Effective measures to combat corruption in focus at OSCE Border Management Staff College workshop
OSCE Border Management Staff College’s graduate Virginia Moraru representing Moldova’s Anticorruption Center delivers training session on types of corruption. Dushanbe, 15 July 2014 (OSCE BMSC/Farhodjon Nabiyulloev)
DUSHANBE, 18 July 2014 – Strategies and approaches to prevent and combat corruption were in focus at a five-day workshop that concluded at the OSCE Border Management Staff College in Dushanbe today.
During the training participants discussed international and national procedures to tackle corruption within the anti-corruption, border, customs, and law enforcement agencies. The course familiarized participants with good practices used to design and implement anti-corruption strategies. Specific modules focused on identifying the types of corruption, risk assessment, preventative strategies and investigative skills.
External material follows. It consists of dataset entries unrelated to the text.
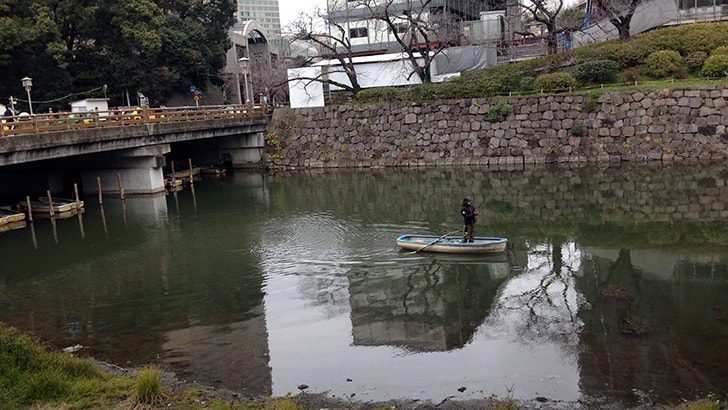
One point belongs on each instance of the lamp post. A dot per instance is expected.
(28, 84)
(244, 63)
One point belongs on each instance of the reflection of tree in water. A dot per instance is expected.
(329, 293)
(542, 302)
(429, 306)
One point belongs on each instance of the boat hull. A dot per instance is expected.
(9, 217)
(62, 203)
(451, 244)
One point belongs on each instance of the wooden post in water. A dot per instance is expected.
(50, 203)
(30, 210)
(75, 192)
(192, 180)
(98, 187)
(121, 187)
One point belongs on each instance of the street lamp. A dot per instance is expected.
(28, 84)
(245, 69)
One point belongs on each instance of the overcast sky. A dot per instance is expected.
(290, 9)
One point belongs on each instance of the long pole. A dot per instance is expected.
(30, 103)
(436, 240)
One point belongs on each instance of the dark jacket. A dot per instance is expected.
(468, 212)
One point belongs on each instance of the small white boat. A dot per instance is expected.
(62, 202)
(8, 216)
(451, 244)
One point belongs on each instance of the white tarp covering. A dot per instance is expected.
(375, 71)
(384, 70)
(455, 60)
(305, 92)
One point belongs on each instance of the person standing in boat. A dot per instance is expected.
(469, 213)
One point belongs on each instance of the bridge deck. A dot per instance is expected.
(53, 122)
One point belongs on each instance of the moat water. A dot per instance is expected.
(612, 289)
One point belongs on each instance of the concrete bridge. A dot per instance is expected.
(54, 151)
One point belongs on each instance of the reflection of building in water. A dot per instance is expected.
(433, 306)
(233, 356)
(656, 324)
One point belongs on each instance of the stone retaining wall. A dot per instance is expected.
(669, 125)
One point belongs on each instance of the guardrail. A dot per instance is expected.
(38, 123)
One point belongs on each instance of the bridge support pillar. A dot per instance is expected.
(139, 170)
(242, 151)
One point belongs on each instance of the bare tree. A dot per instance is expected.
(547, 13)
(619, 13)
(333, 43)
(421, 28)
(272, 82)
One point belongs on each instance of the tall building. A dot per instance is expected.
(265, 12)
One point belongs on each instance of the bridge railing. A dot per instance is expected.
(38, 123)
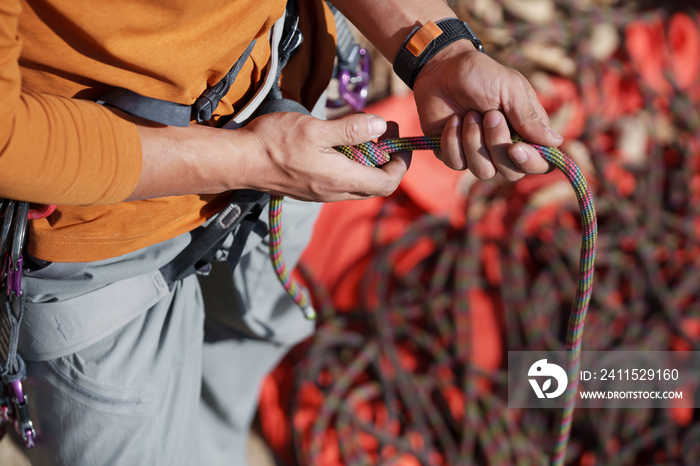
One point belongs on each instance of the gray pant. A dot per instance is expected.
(122, 371)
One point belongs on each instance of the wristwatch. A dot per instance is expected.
(424, 42)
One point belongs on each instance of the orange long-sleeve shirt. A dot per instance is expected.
(59, 147)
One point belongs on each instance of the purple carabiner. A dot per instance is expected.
(353, 86)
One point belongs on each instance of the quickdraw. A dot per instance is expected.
(377, 154)
(14, 404)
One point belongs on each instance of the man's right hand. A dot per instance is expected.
(287, 154)
(300, 161)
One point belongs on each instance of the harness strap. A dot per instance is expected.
(242, 212)
(172, 113)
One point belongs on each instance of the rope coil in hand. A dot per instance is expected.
(377, 154)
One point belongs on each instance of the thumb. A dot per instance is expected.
(354, 129)
(525, 116)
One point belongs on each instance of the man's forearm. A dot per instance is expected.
(197, 159)
(386, 23)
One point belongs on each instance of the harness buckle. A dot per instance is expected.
(23, 421)
(14, 278)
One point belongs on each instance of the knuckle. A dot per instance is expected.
(511, 176)
(484, 173)
(352, 130)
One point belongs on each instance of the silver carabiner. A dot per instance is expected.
(14, 269)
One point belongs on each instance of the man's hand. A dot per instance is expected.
(299, 160)
(469, 99)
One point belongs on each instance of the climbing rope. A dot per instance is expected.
(377, 154)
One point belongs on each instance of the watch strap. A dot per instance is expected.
(425, 41)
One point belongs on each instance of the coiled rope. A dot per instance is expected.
(377, 154)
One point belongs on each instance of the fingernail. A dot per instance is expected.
(492, 120)
(473, 117)
(517, 154)
(377, 126)
(554, 133)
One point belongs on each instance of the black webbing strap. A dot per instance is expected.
(243, 212)
(347, 50)
(172, 113)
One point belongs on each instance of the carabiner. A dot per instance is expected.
(14, 269)
(353, 86)
(23, 422)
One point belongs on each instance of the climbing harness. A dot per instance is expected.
(377, 154)
(14, 403)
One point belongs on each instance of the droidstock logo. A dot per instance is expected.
(543, 369)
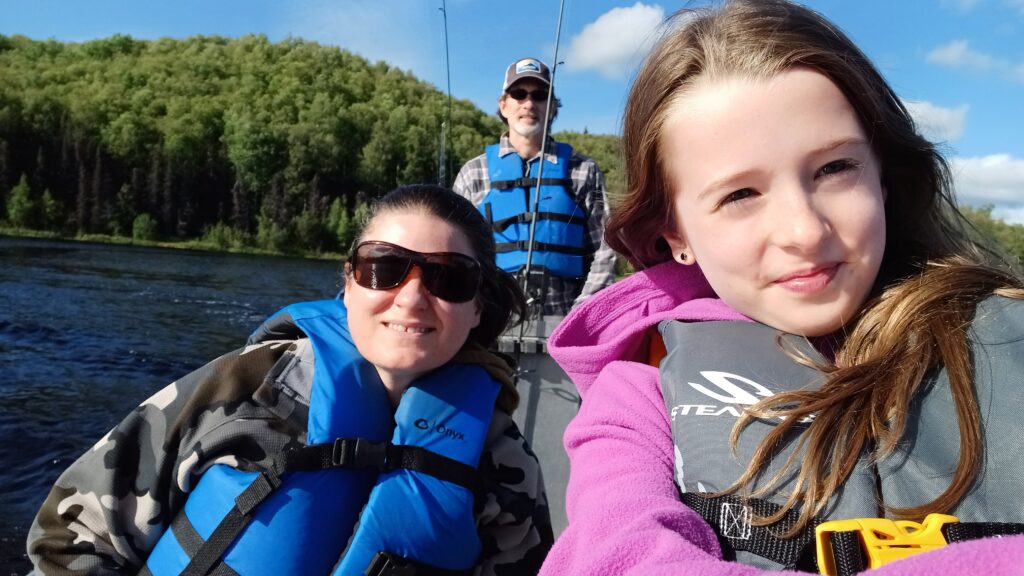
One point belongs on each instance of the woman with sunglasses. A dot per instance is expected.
(375, 428)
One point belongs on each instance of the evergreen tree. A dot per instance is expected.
(23, 210)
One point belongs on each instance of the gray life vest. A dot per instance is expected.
(713, 370)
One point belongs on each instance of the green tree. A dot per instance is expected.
(143, 228)
(23, 211)
(51, 211)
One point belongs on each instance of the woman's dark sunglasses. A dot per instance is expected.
(450, 276)
(520, 94)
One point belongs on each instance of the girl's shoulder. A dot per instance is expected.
(998, 321)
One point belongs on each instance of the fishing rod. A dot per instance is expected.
(442, 161)
(540, 168)
(531, 408)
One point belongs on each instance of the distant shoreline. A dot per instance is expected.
(194, 245)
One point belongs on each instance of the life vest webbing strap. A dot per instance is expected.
(210, 552)
(192, 543)
(541, 247)
(361, 453)
(526, 217)
(731, 518)
(387, 564)
(848, 557)
(530, 182)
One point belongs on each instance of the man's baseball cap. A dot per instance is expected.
(526, 68)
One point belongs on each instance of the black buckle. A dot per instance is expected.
(358, 453)
(386, 564)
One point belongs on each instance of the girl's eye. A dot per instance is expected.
(737, 196)
(839, 166)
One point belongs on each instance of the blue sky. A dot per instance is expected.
(957, 64)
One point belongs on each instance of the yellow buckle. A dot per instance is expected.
(883, 540)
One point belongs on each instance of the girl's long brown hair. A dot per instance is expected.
(933, 275)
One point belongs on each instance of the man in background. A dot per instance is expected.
(567, 258)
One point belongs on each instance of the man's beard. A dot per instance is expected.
(527, 130)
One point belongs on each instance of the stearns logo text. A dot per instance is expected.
(438, 427)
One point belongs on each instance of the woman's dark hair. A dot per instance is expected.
(501, 298)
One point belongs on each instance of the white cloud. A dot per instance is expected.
(936, 123)
(617, 39)
(996, 179)
(1013, 214)
(360, 27)
(958, 54)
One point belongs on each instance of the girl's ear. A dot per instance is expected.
(679, 247)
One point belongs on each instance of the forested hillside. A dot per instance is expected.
(243, 142)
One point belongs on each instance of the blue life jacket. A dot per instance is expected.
(299, 517)
(558, 237)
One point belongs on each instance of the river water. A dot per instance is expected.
(88, 331)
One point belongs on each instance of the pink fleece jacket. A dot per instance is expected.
(624, 508)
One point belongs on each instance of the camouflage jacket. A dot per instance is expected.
(108, 509)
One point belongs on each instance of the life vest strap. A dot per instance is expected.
(848, 551)
(382, 456)
(526, 217)
(540, 247)
(528, 181)
(387, 564)
(731, 518)
(210, 552)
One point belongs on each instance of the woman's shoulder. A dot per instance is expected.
(506, 447)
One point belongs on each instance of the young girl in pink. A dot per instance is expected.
(813, 333)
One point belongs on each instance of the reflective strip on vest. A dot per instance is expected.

In the course of the training, the role of international and regional organizations in combating corruption was reviewed and discussed.
“This capacity-building initiative provides practical tools to help states strengthen their integrity, transparency, and accountability and reduce the risk of corruption in the security sector,” said Henryk Raczkowski, Director at the OSCE Border Management Staff College. “The training provides states with practical tools and tailored support to make security institutions more effective and provide value to taxpayers.”
Virginia Moraru, Senior Inspector at the National Anti-corruption Centre of the Republic of Moldova said: “Awareness and further promotion of mechanisms for strengthening the integrity of the Border Services as a whole, and each member of their staff becomes more effective only through training and exchange of experience. Our course provided a good opportunity for discussing the efficiency of integrity-strengthening mechanisms, implementation challenges as well as existing solutions, which lead to a significant improvement of measures taken to combat corruption.”
The OSCE Border Management Staff College works to enrich the pool of experts in border security and management agencies in the OSCE area by enhancing the capacities of national trainers. The anti-corruption training has proven that there is momentum in this initiative and more and more BMSC graduates are returning to the College as instructors.